Rather more of a resource for teachers to benefit from, this page on the British Heritage website includes all sorts of tips, ideas, and advice from historians and experts on teaching primary school children about the Stone Age. From how to break down bite-sized pieces of information to help kids get their heads around an entirely different way of life, to using examples and hands-on activities that children can relate to, this page helps teachers approach the Stone Age with their classes to help them get the most out of each lesson.
Top Stone Age Videos for Primary School
Introduction to The Stone Age
From Past Productions, this video starts at the very beginning, breaking down where the world was in its lifetime when the Stone Age came around.

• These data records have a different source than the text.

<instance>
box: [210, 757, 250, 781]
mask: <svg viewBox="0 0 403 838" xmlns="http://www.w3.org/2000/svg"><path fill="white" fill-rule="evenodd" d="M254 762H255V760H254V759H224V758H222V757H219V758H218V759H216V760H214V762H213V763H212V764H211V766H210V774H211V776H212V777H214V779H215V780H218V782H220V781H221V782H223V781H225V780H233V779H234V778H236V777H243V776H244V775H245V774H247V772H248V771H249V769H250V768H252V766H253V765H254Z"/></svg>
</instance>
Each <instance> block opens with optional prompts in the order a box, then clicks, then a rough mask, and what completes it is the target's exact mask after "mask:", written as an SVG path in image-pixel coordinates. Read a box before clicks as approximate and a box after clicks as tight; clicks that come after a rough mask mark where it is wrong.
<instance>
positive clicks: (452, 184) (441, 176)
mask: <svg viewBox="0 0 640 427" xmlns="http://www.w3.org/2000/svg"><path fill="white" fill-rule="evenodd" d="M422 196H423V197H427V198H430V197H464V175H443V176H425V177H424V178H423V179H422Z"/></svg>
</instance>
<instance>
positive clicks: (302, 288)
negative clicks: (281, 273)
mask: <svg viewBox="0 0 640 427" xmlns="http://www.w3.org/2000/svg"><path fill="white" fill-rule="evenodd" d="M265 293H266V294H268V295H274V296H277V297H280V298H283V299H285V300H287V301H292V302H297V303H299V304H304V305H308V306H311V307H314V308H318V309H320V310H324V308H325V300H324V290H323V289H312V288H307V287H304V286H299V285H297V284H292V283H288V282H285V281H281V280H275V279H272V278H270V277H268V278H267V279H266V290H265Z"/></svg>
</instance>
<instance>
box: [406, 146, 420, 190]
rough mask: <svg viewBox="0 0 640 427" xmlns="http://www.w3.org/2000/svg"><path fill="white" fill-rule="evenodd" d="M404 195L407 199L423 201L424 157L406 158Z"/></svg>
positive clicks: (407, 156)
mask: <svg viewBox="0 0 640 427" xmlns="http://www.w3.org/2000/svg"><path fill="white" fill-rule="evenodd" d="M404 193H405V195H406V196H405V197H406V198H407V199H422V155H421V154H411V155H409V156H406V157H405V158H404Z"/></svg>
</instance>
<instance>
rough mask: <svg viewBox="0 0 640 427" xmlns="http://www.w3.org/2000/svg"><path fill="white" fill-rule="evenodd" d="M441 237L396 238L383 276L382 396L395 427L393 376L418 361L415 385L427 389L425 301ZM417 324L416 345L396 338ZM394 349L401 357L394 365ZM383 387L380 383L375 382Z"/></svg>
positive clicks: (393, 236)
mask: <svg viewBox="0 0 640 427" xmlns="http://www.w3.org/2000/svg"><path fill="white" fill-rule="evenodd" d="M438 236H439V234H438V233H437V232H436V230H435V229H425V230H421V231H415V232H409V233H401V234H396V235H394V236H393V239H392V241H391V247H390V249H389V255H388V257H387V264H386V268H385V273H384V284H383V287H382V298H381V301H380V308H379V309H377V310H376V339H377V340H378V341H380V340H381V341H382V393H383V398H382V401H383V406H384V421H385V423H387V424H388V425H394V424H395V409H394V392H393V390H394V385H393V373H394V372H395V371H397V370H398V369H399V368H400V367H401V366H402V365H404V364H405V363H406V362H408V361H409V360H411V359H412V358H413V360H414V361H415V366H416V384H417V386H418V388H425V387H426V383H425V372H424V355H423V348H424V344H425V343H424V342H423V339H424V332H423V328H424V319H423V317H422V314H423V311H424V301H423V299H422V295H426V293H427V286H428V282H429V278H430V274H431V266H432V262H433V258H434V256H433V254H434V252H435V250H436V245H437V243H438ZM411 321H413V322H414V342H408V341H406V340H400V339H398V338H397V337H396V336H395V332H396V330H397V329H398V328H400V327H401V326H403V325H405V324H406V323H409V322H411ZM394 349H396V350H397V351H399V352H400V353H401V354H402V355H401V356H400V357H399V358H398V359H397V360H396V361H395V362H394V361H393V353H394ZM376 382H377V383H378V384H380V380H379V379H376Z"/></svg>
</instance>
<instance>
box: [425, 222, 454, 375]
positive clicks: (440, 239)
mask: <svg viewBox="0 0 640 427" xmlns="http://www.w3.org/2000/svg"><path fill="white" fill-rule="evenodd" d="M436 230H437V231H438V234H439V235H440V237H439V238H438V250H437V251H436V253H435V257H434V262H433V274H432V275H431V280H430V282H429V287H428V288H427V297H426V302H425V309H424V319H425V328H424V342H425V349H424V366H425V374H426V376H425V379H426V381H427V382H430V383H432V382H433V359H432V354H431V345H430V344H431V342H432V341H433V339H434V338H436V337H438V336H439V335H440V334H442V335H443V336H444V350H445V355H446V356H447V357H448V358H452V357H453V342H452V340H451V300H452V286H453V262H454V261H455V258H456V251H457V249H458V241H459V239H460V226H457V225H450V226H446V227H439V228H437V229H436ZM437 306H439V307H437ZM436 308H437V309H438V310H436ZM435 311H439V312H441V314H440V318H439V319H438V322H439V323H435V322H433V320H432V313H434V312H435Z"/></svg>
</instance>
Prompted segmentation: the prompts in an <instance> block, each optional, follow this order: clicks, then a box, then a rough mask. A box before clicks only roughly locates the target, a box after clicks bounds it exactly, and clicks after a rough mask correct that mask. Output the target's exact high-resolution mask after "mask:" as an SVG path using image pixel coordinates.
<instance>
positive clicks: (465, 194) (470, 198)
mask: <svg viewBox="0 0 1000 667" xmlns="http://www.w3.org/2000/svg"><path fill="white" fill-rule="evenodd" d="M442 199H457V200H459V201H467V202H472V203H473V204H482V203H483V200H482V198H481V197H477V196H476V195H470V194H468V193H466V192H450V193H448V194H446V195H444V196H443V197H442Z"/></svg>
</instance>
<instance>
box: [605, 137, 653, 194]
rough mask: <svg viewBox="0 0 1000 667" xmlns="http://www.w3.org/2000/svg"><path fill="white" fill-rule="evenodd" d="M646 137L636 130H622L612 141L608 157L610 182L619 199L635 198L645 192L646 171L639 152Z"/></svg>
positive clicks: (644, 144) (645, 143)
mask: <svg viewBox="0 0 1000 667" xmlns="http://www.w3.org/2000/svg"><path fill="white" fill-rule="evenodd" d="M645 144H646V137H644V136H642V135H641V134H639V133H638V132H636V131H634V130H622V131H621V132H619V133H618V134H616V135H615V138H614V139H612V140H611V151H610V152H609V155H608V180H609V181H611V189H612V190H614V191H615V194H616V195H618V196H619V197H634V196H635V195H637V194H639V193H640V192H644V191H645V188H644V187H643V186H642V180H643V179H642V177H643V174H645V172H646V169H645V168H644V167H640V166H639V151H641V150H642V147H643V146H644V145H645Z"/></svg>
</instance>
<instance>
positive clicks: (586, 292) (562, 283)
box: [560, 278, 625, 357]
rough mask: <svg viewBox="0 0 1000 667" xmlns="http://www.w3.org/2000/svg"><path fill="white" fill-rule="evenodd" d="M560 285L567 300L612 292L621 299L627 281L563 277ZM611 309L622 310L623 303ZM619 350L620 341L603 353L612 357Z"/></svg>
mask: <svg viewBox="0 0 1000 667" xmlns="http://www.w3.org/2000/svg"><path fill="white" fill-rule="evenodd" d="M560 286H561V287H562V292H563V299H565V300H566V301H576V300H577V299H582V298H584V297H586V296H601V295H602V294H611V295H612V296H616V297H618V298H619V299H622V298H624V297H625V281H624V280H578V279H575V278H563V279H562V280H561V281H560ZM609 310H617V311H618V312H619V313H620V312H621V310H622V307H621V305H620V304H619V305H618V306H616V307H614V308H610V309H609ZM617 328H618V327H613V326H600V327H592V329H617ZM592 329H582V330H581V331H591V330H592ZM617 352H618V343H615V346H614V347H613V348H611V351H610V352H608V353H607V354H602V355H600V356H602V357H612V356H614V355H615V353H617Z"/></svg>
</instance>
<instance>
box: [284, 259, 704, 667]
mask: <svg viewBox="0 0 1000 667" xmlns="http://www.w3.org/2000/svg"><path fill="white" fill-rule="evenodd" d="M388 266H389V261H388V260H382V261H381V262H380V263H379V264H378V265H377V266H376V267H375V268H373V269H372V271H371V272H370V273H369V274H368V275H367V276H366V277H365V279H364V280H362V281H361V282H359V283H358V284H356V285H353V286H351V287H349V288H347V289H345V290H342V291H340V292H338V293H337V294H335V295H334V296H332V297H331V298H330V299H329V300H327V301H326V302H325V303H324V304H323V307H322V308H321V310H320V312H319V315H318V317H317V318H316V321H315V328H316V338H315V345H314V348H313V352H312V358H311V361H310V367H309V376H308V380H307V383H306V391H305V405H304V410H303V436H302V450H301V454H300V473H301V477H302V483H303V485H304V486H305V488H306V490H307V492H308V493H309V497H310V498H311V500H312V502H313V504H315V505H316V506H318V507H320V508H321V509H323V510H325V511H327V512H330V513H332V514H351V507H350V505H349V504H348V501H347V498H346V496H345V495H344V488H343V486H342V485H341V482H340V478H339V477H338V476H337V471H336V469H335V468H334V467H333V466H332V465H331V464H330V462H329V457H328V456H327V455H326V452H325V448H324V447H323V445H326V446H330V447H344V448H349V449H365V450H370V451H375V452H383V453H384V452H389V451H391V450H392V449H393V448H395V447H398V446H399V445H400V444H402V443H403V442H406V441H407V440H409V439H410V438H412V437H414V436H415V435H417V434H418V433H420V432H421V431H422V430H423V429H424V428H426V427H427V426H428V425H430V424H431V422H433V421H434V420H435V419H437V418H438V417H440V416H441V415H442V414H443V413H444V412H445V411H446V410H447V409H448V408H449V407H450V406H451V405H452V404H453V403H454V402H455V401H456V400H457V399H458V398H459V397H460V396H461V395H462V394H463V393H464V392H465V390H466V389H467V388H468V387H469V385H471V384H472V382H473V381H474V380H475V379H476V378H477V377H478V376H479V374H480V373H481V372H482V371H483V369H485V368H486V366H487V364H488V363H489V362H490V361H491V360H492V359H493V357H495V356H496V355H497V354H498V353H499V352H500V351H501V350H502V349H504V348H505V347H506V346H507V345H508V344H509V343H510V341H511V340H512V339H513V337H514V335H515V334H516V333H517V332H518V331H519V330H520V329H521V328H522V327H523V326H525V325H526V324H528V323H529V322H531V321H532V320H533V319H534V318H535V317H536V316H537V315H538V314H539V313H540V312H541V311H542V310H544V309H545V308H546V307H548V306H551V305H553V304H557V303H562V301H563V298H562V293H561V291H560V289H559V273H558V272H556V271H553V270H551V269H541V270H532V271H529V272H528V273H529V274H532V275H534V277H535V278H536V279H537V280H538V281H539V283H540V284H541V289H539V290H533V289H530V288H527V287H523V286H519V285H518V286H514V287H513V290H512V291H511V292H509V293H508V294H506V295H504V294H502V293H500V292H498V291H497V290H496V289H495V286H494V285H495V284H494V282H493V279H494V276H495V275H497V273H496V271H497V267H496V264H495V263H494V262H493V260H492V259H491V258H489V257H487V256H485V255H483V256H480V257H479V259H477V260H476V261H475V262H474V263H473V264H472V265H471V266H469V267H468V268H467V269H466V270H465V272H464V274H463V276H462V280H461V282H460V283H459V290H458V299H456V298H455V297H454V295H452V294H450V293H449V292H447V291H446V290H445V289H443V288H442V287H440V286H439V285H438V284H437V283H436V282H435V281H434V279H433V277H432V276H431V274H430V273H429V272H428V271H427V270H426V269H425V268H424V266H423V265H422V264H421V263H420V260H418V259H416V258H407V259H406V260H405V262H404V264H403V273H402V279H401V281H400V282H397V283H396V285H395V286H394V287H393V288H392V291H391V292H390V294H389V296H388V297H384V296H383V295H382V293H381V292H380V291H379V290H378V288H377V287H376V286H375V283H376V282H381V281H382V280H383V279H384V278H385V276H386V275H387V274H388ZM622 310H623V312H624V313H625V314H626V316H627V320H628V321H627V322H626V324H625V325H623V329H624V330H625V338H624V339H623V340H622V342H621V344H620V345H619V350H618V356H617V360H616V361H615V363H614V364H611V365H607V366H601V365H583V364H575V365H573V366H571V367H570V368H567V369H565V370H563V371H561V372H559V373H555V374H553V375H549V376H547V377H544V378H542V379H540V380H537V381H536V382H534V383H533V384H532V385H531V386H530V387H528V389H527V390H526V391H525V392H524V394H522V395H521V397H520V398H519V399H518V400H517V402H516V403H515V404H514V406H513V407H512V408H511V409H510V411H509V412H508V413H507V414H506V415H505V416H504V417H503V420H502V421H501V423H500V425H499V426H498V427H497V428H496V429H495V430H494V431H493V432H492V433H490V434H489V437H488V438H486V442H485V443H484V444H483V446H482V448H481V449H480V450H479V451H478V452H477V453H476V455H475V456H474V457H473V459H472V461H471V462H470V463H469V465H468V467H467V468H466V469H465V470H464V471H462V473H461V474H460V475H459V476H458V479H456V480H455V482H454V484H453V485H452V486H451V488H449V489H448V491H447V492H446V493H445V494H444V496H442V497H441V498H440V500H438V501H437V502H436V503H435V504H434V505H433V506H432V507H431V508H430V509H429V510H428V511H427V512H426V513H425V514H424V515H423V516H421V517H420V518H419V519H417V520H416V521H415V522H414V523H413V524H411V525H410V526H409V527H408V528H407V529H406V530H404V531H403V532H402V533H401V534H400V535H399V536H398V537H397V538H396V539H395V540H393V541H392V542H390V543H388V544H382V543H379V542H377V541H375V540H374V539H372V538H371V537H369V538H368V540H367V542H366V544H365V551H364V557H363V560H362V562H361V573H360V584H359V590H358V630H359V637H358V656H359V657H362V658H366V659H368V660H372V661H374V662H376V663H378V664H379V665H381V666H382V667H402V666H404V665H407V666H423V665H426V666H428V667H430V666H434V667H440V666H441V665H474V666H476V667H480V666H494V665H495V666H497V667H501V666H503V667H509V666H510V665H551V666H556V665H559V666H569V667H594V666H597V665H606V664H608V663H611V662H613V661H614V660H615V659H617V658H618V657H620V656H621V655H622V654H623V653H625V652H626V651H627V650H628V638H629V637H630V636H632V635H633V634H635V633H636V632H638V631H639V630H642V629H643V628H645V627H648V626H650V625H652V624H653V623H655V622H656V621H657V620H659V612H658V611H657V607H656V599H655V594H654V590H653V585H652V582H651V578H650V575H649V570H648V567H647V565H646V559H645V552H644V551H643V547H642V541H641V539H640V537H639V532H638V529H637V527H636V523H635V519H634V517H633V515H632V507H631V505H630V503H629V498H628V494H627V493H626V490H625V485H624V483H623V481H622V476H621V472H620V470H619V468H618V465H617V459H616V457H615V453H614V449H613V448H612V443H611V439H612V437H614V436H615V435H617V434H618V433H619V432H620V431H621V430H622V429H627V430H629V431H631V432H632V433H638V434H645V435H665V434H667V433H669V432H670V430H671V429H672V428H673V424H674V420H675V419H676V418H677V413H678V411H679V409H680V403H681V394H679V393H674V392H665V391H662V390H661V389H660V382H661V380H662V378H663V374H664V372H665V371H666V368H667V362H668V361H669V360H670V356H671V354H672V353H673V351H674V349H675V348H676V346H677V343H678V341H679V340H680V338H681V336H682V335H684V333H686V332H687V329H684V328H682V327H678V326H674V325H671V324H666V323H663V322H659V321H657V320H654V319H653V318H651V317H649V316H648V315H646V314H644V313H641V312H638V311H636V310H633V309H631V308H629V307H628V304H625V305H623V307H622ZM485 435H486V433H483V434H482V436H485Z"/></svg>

It discusses the fundamentals of life in the Stone Age, and what sorts of animals existed that you wouldn’t see today.
What If You Had to Live a Day in the Stone Age
From the innovative Bright Side channel, this video discusses what it would be like if you were suddenly transported to the Stone Age. Kids will love following along with this video thinking about how each part of their life you be different from morning to bedtime.
Stone Age Farming and Homes
Led by BBC Teach, this video, aimed at primary school children, talks about the types of foods stone age people caught, gathered, and ate, and what happened when farming started to come into the picture towards the end of the Stone Age.
The Stone Age for Kids
From Bedtime History, and similar to the Bright Side video above, this video asks what it would be like to live as a child during the stone age. This video makes for a great meditative exercise that creates a calm atmosphere. You could schedule this video to play at the end of the day and have all the children close their eyes and imagine along with the narration.